Impact of grain shape on seismic attenuation and phase velocity in cubic polycrystalline materials

•We investigate the propagation properties of anisometric polycrystalline aggregates.•Attenuation and phase velocity are computed using a spectral function approach.•Attenuation and phase velocity vary with the grain shape/size and the frequency.•q-SVSV and q-SHSH attenuations differ in the Rayleigh-to-Stochastic transition regime.•q-SVSV and q-SHSH phase velocities differ from the Rayleigh to the Stochastic regime.

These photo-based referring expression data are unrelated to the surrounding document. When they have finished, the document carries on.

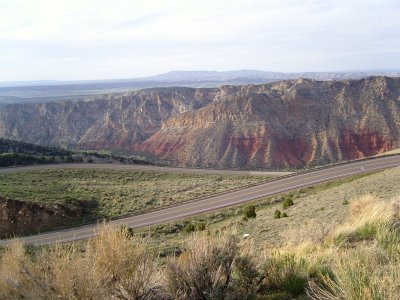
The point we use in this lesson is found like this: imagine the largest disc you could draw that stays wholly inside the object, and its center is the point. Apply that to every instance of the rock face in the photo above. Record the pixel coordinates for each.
(112, 123)
(288, 124)
(20, 217)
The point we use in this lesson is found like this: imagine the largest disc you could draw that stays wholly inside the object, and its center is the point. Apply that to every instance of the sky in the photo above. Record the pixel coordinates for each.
(102, 39)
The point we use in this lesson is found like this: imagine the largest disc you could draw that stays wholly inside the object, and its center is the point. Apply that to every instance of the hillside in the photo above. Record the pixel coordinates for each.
(288, 124)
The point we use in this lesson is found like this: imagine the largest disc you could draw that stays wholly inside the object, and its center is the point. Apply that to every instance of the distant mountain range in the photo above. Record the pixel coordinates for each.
(47, 90)
(286, 124)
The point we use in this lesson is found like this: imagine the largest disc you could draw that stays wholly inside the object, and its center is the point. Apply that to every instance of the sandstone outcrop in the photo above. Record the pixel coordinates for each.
(22, 217)
(288, 124)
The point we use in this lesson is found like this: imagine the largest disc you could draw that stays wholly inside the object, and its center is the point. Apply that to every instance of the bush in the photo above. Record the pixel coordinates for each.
(287, 202)
(286, 274)
(201, 226)
(249, 212)
(204, 270)
(189, 228)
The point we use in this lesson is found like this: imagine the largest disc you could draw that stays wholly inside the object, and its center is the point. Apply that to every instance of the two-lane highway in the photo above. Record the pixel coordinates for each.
(212, 203)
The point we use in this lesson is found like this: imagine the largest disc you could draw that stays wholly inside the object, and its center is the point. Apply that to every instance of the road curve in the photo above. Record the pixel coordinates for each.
(139, 168)
(219, 201)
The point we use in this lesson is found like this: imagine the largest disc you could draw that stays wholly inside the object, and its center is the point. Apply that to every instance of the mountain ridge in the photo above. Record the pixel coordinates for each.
(287, 124)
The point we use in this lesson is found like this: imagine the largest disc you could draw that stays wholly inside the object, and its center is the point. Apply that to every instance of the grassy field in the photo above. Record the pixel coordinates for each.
(396, 151)
(112, 193)
(319, 208)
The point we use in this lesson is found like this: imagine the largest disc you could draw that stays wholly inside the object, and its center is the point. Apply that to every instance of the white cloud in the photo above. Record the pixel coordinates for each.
(57, 39)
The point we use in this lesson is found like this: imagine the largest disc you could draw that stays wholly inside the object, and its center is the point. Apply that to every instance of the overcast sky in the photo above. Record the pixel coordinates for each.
(98, 39)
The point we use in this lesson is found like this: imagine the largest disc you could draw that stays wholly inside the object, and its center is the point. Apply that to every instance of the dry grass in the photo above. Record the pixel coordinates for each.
(106, 193)
(112, 265)
(365, 264)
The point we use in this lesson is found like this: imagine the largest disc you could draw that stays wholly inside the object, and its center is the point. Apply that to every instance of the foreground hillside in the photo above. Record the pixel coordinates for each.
(357, 260)
(288, 124)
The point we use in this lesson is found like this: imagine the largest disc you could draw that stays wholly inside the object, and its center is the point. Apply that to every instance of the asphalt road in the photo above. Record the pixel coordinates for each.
(139, 168)
(219, 201)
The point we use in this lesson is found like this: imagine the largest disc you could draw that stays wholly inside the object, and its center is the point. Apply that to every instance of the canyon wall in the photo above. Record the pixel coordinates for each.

Attenuation and phase velocity of seismic waves propagating in cubic polycrystalline aggregates with elongated grains are computed from the Rayleigh (low-frequency) to the geometrical optics (high-frequency) regime using a spectral function approach. In this study, we consider the case of perfectly aligned ellipsoidal grains with randomly oriented crystallographic axes. Such anisometric medium exhibits transverse isotropy. The frequency dependence of both phase velocity and scattering attenuation for quasi-compressional (q-PP), quasi-shear vertical (q-SVSV) and quasi-shear horizontal (q-SHSH) waves are examined in detail. The attenuation depends on the effective volume of the grain in the Rayleigh regime, on the grain dimension in the direction of propagation in the stochastic regime, and is inversely proportional to the grain size in the direction of propagation in the geometrical optics regime. The phase velocity exhibits a much more complex pattern depending on the grain shape and frequency. In particular, the fast/slow direction of propagation is not systematically aligned with the direction of low/high attenuation. The anisotropy in velocity typically varies from 1% in the Rayleigh regime to a few percents at the transition from the stochastic to the geometrical optics regime. Even for a highly anisotropic cubic iron crystals, q-SVSV and q-SHSH attenuations differ by at most 12% in the Rayleigh-to-stochastic transition regime but are equal in other frequency ranges. The q-SVSV and q-SHSH phase velocities, from the Rayleigh to the stochastic regime, differ by at most 1%. Anisotropy induced by geometrical effects should therefore be detectable in laboratory or seismological data.